Ridurre i consumi energetici, ridare valore agli scarti e allungare il più possibile la vita dei prodotti sono i tre pilastri su cui si fonda la sfida dell’economia circolare. “La circolarità comporta molti vantaggi – ha spiegato Marco Valli di Confindustria – perché la produzione avviene risparmiando materie prime ed energia, quindi generando meno emissioni e riducendo i rifiuti conferiti in discarica”.  “L’economia circolare non si fa da soli, la collaborazione fra le aziende non è una scelta ma una strategia” ha aggiunto Fabiana Orlandi di UNIC, introducendo così l’importante progetto creato dall’Agenzia Nazionale per le nuove tecnologie, l’energia e lo sviluppo economico sostenibile (ENEA) per mettere in relazione “due o più aziende dissimili”, come ha spiegato Pier Luigi Porta. “L’idea nasce dal concetto di simbiosi industriale, in cui le imprese riconoscono le interazioni possibili tra loro, partendo dai propri rifiuti che possono rappresentare la materia prima di qualcun altro, ma condividendo anche servizi o esperienza”. Importante anche il punto di vista dell’economista industriale Paolo Gurisatti: “Il paradigma dell’economia circolare rappresenta un’opportunità straordinaria per far cambiare la percezione del settore conciario, può ribaltarne l’immagine”.

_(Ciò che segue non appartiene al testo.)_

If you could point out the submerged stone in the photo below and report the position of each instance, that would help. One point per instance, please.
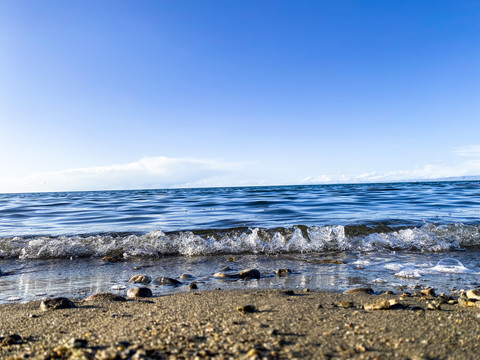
(139, 292)
(249, 274)
(381, 304)
(56, 303)
(166, 281)
(363, 290)
(473, 294)
(11, 339)
(140, 279)
(105, 297)
(247, 308)
(283, 272)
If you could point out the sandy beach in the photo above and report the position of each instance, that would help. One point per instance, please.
(222, 325)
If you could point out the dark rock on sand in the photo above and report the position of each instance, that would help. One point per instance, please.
(167, 281)
(381, 304)
(105, 297)
(77, 343)
(140, 279)
(363, 290)
(139, 292)
(244, 274)
(249, 274)
(428, 292)
(473, 294)
(56, 303)
(11, 339)
(283, 272)
(186, 277)
(247, 308)
(111, 259)
(331, 261)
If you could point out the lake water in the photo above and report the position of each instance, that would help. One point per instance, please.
(332, 237)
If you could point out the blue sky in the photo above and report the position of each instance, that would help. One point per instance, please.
(153, 94)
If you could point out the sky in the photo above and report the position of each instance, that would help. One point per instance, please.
(117, 94)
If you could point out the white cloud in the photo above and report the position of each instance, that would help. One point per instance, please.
(148, 172)
(470, 151)
(464, 168)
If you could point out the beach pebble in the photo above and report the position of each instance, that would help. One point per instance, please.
(247, 308)
(12, 339)
(331, 261)
(363, 290)
(56, 303)
(192, 286)
(381, 304)
(166, 281)
(77, 343)
(473, 294)
(139, 292)
(186, 277)
(428, 292)
(468, 303)
(105, 297)
(140, 279)
(118, 287)
(111, 259)
(249, 274)
(283, 272)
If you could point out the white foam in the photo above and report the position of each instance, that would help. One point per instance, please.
(287, 240)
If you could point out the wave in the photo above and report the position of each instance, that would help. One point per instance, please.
(296, 239)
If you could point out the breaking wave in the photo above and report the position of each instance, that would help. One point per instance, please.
(296, 239)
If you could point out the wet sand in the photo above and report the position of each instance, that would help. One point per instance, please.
(213, 324)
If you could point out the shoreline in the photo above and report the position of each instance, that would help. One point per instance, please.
(218, 324)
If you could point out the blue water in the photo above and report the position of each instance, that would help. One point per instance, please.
(386, 235)
(409, 204)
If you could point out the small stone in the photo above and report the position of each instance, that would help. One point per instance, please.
(167, 281)
(249, 274)
(56, 303)
(105, 297)
(253, 354)
(467, 303)
(360, 348)
(331, 261)
(345, 304)
(12, 339)
(364, 290)
(381, 304)
(139, 292)
(247, 308)
(222, 275)
(111, 259)
(283, 272)
(433, 306)
(473, 294)
(192, 286)
(395, 305)
(428, 292)
(140, 279)
(273, 332)
(77, 343)
(186, 277)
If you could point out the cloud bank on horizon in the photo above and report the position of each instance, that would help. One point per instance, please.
(165, 172)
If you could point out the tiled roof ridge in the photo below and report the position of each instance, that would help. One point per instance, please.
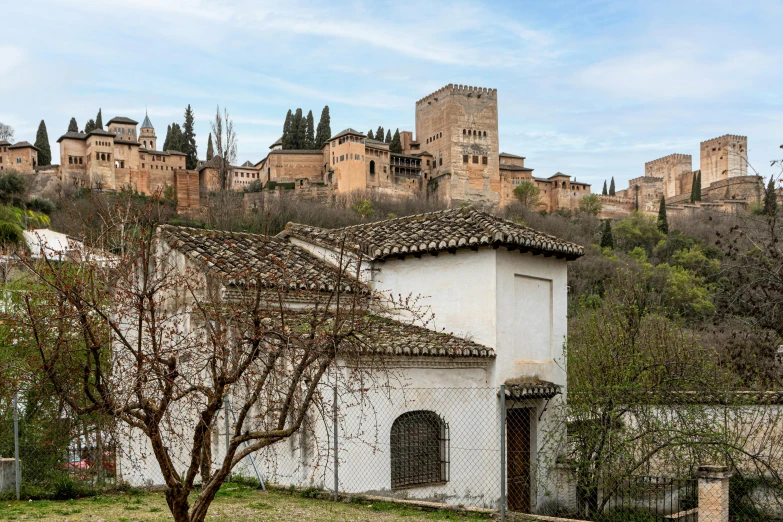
(305, 271)
(490, 227)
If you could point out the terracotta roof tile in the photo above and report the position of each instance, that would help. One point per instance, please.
(395, 338)
(445, 230)
(241, 257)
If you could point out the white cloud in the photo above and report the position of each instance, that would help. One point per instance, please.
(676, 73)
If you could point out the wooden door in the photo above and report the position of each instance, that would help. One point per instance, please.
(518, 425)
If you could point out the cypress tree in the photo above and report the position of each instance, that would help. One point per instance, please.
(607, 240)
(395, 145)
(167, 141)
(287, 130)
(663, 222)
(324, 131)
(770, 199)
(189, 141)
(298, 130)
(310, 131)
(42, 142)
(210, 149)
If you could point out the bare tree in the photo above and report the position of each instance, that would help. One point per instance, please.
(225, 140)
(6, 132)
(159, 344)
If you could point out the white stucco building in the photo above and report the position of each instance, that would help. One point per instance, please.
(497, 293)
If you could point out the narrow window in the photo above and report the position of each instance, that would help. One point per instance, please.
(419, 450)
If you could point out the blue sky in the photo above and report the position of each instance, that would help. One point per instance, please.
(590, 88)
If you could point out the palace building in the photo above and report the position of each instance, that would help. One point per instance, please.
(120, 157)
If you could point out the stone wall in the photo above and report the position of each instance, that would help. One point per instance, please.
(723, 157)
(676, 171)
(616, 206)
(284, 166)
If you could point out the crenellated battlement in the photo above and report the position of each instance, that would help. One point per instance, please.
(676, 156)
(725, 137)
(456, 89)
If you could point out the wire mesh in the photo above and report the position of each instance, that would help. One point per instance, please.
(433, 444)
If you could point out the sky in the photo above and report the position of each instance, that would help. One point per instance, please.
(589, 88)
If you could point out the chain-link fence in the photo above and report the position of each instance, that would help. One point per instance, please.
(449, 445)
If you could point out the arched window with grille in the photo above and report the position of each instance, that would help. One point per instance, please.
(419, 444)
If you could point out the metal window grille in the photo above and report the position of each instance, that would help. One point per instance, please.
(419, 443)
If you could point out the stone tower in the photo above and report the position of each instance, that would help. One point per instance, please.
(147, 136)
(458, 125)
(723, 157)
(676, 170)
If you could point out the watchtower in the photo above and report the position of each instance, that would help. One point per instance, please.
(723, 157)
(458, 125)
(147, 136)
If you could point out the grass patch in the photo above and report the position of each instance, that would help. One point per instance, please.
(236, 502)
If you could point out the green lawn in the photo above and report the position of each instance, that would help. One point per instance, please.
(234, 503)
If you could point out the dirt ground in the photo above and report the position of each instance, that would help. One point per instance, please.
(234, 503)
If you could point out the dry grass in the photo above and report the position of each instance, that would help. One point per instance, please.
(234, 503)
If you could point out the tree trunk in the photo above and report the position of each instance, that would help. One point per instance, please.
(206, 457)
(177, 499)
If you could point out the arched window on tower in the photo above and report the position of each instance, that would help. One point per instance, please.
(419, 450)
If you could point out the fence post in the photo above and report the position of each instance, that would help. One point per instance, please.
(17, 463)
(228, 427)
(714, 493)
(334, 429)
(502, 452)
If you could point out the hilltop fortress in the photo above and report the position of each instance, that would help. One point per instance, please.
(454, 156)
(725, 183)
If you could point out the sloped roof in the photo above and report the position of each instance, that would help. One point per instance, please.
(100, 132)
(213, 163)
(517, 168)
(391, 337)
(276, 263)
(23, 145)
(122, 119)
(239, 257)
(530, 388)
(70, 135)
(296, 151)
(346, 132)
(444, 230)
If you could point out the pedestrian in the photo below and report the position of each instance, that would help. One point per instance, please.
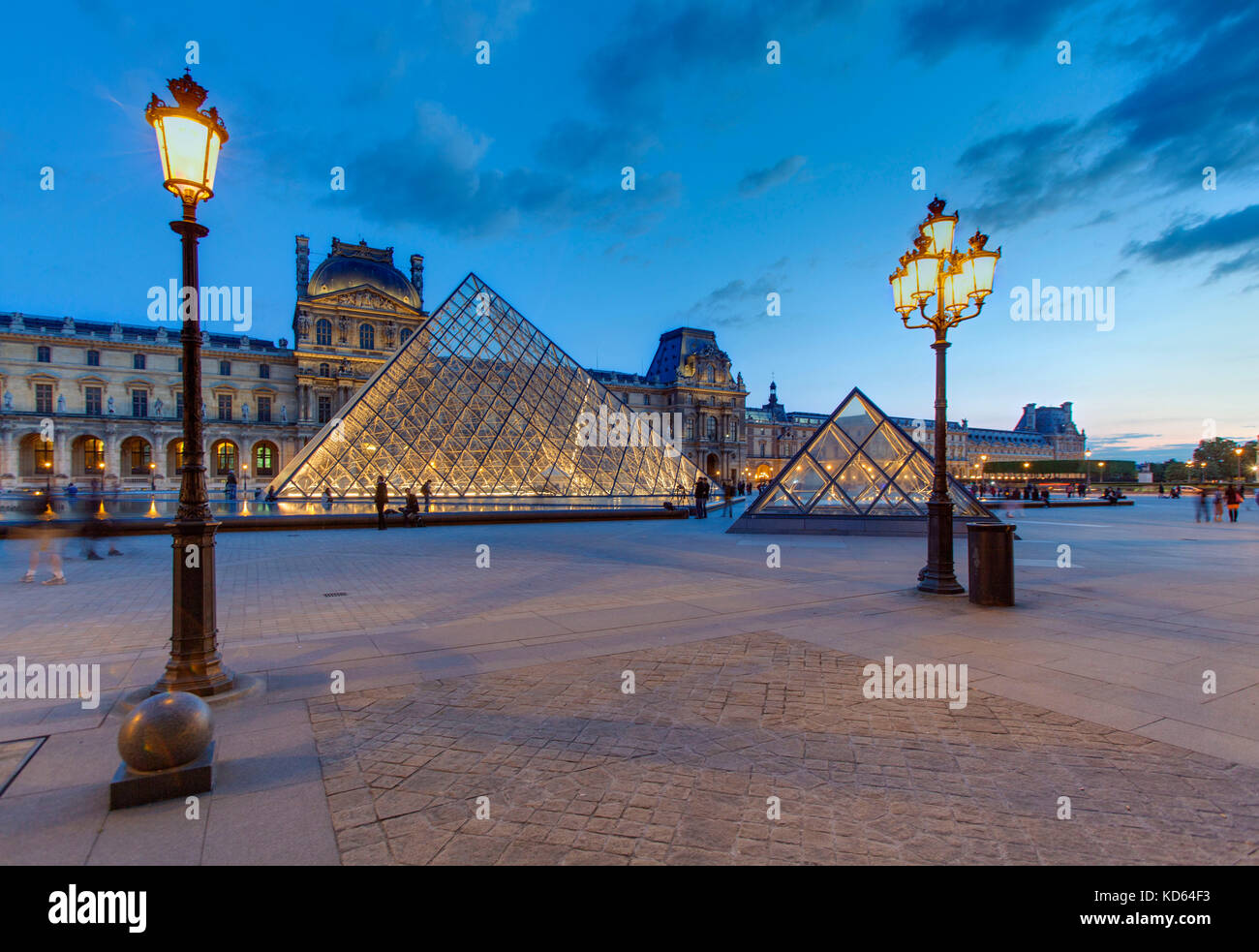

A seguire gli interventi di Massimo Neresini (Sicit 2000), Nicola Andreanini (Aquarno), Marco Frey (Scuola Superiore Sant’Anna), Roberto Vago (Assomac), Gustavo Defeo (Ars Tinctoria) e Monica Buzzoni (Regenesi) che hanno dato importanti testimonianze di ricerche e progetti in corso legati alla filosofia del riciclo e della valorizzazione dei rifiuti.

In mostra durante l’evento anche una galleria di prodotti ed accessori realizzati da imprese della filiera utilizzando scarti di lavorazione: Aquarno, Ebarrito, eMOTIVI, Favini, Lapi Gelatine, Maprotec, Motta Pelli, Regenesi, Re-new, Sagitta, tbSTUDIO.